Hukum kurban menurut Abu Hanifa adalah wajib bagi yang mampu. Sedangkan menurut Imam Malik dan Imam as-Syafi’i adalah sunnah muakkad yaitu sunnah yang dikuatkan.
Dengan demikian bagi orang yang mengikuti pendapat imam Abu Hanifa, berkurban adalah wajib baginya jika ia mampu. Artinya jika ia termasuk orang yang mampu berkurban tetapi tidak menunaikannya maka ia berdosa.
Pendapat Imam Abu Hanifa dan Rabi’ah, Al-Awza’i, Al-Laits dan sebagian ulama Mazhab Malik yang mewajibkan hukum kurban berdasarkan dalil sebagai berikut:
- Firman Allah SWT dalam surat al-Kautsar ayat 2:
Artinya: “Maka laksanakanlah salat karena Tuhanmu dan berkurbanlah.”
Ayat di atas menunjukkan perintah. Dan sesuai dengan kaedah ushul pada dasarnya perintah itu menunjukkan wajib.
- Hadis Nabi Saw:
Artinya: Diriwayatkan dari Abu Hurairah bahwa Rasulullah saw bersabda: “Barang siapa mempunyai kelonggaran (dana) dan tidak mau berkurban maka janganlah ia mendekati tempatSalatkami.”

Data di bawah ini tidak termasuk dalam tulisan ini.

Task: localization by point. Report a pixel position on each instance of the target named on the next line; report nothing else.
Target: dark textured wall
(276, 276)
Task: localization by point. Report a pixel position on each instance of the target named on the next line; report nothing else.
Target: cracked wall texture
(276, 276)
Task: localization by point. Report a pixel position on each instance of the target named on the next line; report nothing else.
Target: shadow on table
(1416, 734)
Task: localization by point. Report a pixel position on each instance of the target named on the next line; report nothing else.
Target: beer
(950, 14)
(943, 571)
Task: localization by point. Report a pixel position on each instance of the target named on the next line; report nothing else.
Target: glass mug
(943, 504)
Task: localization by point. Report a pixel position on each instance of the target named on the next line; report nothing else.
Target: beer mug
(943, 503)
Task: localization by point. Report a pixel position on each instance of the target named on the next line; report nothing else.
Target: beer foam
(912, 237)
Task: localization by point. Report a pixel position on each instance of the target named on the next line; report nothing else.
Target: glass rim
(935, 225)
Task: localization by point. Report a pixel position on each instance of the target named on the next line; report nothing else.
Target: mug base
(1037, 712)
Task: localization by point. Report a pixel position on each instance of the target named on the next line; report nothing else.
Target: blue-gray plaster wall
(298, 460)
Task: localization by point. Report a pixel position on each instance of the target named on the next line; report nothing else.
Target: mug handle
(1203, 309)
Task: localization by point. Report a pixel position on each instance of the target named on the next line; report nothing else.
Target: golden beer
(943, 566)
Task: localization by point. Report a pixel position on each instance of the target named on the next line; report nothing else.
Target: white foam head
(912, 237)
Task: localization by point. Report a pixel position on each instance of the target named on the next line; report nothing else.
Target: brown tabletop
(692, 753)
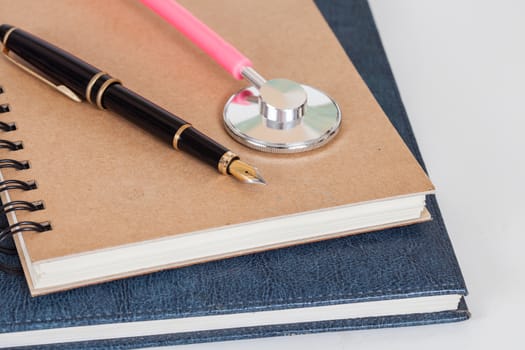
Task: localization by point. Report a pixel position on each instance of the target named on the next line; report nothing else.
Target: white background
(460, 67)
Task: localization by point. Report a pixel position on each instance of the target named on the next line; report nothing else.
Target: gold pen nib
(245, 173)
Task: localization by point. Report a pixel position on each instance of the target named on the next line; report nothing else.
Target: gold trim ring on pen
(225, 161)
(92, 83)
(179, 132)
(103, 88)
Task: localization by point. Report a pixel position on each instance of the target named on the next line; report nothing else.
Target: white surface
(460, 66)
(228, 240)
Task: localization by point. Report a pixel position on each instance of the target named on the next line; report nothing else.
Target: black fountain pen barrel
(194, 142)
(4, 28)
(162, 123)
(57, 64)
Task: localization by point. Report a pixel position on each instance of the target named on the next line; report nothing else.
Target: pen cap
(57, 64)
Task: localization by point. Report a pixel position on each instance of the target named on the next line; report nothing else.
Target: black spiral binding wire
(12, 185)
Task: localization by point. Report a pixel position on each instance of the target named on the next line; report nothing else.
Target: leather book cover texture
(416, 260)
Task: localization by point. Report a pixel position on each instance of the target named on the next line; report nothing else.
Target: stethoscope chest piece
(281, 116)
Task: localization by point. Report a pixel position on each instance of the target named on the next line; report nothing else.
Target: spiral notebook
(117, 202)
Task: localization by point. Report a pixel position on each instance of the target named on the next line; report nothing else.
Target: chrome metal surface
(245, 123)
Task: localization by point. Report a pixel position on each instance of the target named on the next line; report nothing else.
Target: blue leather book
(397, 277)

Sedangkan menurut Imam malik dan Imam Syafi’i hukum kurban adalah sunnah muakkad. Hal ini senada dengan pendapat jumhur ulama seperti Imam Ahmad, Ishaq, Abu Tsaur, Daud Al-Zhahiri, Ibnu Hazm dan lain-lain. Mereka berargumen dengan dalil-dalil berikut:
- Hadis Nabi Saw:
Artinya: Diriwayatkan dari Ummu Salamah bahwa Nabi Saw bersabda: “Jika sudah masuk sepuluh (Dzulhijjah) dan salah seorang kalian ingin berkurban, maka hendaknya ia tidak menyentuh sedikit pun rambut dan kulitnya.”

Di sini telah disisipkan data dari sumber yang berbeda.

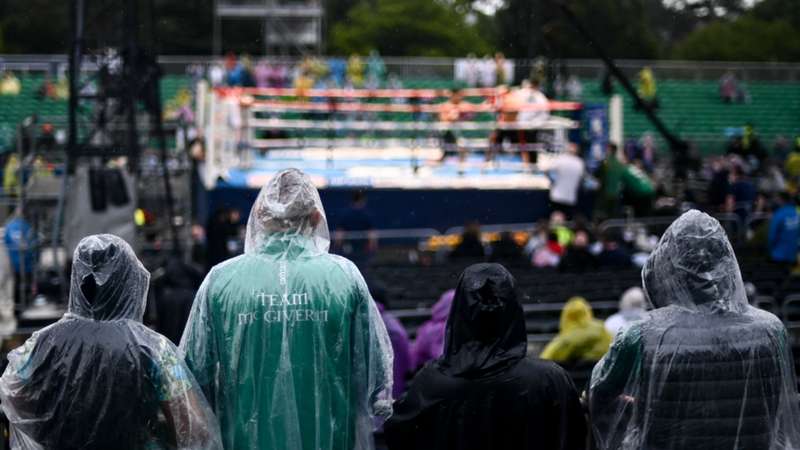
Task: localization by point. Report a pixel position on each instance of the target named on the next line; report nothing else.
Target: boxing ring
(388, 142)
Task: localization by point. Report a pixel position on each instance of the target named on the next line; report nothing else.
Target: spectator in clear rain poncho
(285, 340)
(704, 370)
(98, 378)
(484, 392)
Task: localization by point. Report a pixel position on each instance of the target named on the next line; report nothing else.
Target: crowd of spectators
(311, 72)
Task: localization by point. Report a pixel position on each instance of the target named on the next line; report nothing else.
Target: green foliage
(406, 27)
(621, 27)
(744, 39)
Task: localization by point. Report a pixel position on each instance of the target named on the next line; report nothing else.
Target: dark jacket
(98, 378)
(484, 393)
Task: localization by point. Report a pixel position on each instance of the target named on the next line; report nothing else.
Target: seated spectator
(566, 172)
(46, 141)
(47, 90)
(403, 363)
(355, 71)
(704, 369)
(261, 74)
(578, 258)
(558, 225)
(631, 308)
(430, 335)
(574, 88)
(741, 194)
(548, 255)
(98, 378)
(376, 70)
(748, 147)
(10, 84)
(784, 232)
(639, 189)
(730, 90)
(647, 89)
(613, 253)
(470, 245)
(580, 337)
(506, 250)
(484, 393)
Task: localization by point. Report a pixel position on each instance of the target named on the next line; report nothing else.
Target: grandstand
(690, 107)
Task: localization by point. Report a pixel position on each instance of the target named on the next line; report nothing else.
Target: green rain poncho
(285, 340)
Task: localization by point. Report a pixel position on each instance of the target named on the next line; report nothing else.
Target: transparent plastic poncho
(98, 378)
(703, 369)
(285, 339)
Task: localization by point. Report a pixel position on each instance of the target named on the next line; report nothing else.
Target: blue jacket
(784, 231)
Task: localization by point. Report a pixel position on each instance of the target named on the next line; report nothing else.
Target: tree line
(768, 30)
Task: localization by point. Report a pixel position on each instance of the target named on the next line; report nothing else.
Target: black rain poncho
(98, 378)
(484, 393)
(704, 370)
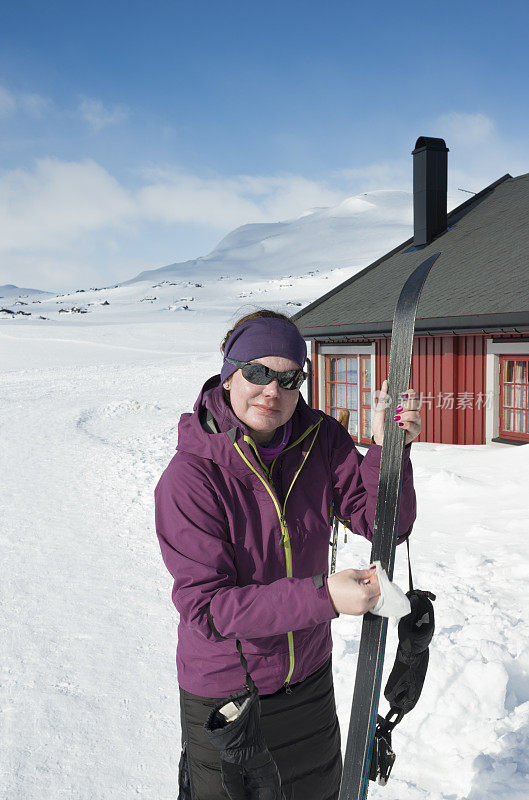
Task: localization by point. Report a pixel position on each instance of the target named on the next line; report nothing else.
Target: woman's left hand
(407, 410)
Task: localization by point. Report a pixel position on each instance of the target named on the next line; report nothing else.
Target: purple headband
(264, 336)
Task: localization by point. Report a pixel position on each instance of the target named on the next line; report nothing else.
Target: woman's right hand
(353, 591)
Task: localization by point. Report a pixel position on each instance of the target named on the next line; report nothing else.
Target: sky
(138, 134)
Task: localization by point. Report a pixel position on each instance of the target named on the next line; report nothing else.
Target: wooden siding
(449, 372)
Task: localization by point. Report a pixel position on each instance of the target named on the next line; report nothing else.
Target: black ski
(366, 695)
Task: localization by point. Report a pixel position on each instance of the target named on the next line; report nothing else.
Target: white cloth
(392, 602)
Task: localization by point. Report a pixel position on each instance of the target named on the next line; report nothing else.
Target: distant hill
(9, 290)
(351, 234)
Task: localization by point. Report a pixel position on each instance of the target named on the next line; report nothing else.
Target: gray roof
(480, 281)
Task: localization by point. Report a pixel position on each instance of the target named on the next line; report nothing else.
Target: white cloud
(12, 102)
(58, 201)
(225, 203)
(99, 117)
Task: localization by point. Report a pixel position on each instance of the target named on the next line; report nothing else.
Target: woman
(243, 514)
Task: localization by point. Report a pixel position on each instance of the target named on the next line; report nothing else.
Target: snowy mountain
(285, 265)
(93, 385)
(349, 235)
(10, 290)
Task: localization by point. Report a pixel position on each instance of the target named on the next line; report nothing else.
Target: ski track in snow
(89, 699)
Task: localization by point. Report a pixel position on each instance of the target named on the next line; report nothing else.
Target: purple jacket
(249, 549)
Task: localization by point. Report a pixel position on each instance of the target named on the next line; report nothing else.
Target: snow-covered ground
(88, 694)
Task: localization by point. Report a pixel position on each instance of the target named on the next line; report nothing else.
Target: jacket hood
(194, 436)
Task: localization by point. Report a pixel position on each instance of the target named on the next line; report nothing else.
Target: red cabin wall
(445, 367)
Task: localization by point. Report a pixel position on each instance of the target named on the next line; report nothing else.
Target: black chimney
(430, 169)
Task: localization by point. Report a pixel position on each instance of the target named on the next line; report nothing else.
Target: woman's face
(263, 408)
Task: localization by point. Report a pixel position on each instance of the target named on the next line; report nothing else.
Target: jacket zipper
(285, 538)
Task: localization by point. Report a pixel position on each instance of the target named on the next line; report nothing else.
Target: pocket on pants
(184, 781)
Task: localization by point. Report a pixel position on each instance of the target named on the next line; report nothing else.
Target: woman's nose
(272, 388)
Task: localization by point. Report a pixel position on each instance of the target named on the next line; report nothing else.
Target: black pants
(301, 730)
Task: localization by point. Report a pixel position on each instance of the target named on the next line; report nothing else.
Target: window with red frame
(514, 398)
(348, 387)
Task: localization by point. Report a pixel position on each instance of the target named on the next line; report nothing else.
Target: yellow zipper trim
(281, 514)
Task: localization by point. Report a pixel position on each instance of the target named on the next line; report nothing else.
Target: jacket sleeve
(192, 530)
(355, 486)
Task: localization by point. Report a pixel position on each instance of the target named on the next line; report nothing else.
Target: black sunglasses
(261, 375)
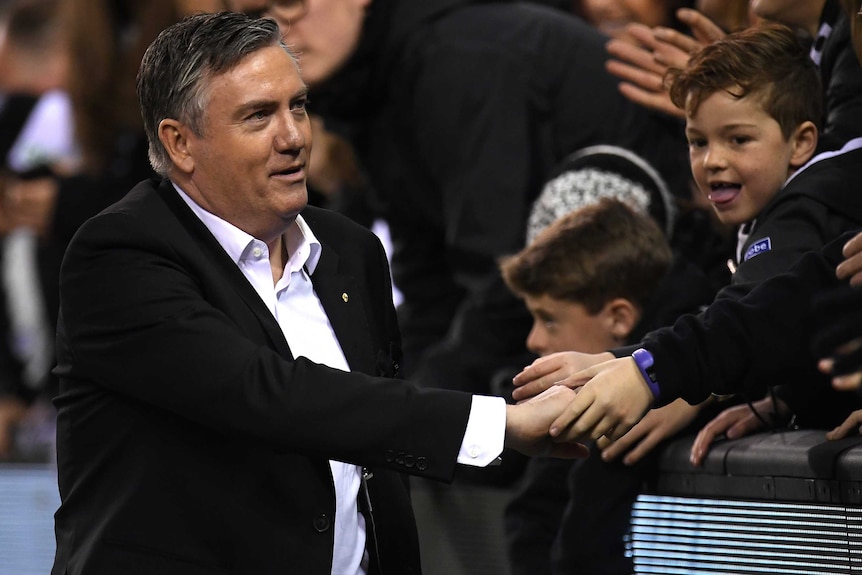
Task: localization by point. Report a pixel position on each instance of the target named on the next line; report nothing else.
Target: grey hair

Ucapan Nabi “ingin berkurban” dalam hadis di atas adalah dalil bahwa kurban hukumnya sunnah dan tidak wajib.
- Para sahabat sepakat bahwa kurban hukumnya tidak wajib dan tidak ada seorangpun dari mereka yang mengatakan bahwa kurban hukumnya wajib. Imam Mawardi mengatakan bahwa sejumlah riwayat yang dilansir dari Sahabat menunjukkan adanya ijma’ di kalangan mereka bahwa kurban itu tidak wajib.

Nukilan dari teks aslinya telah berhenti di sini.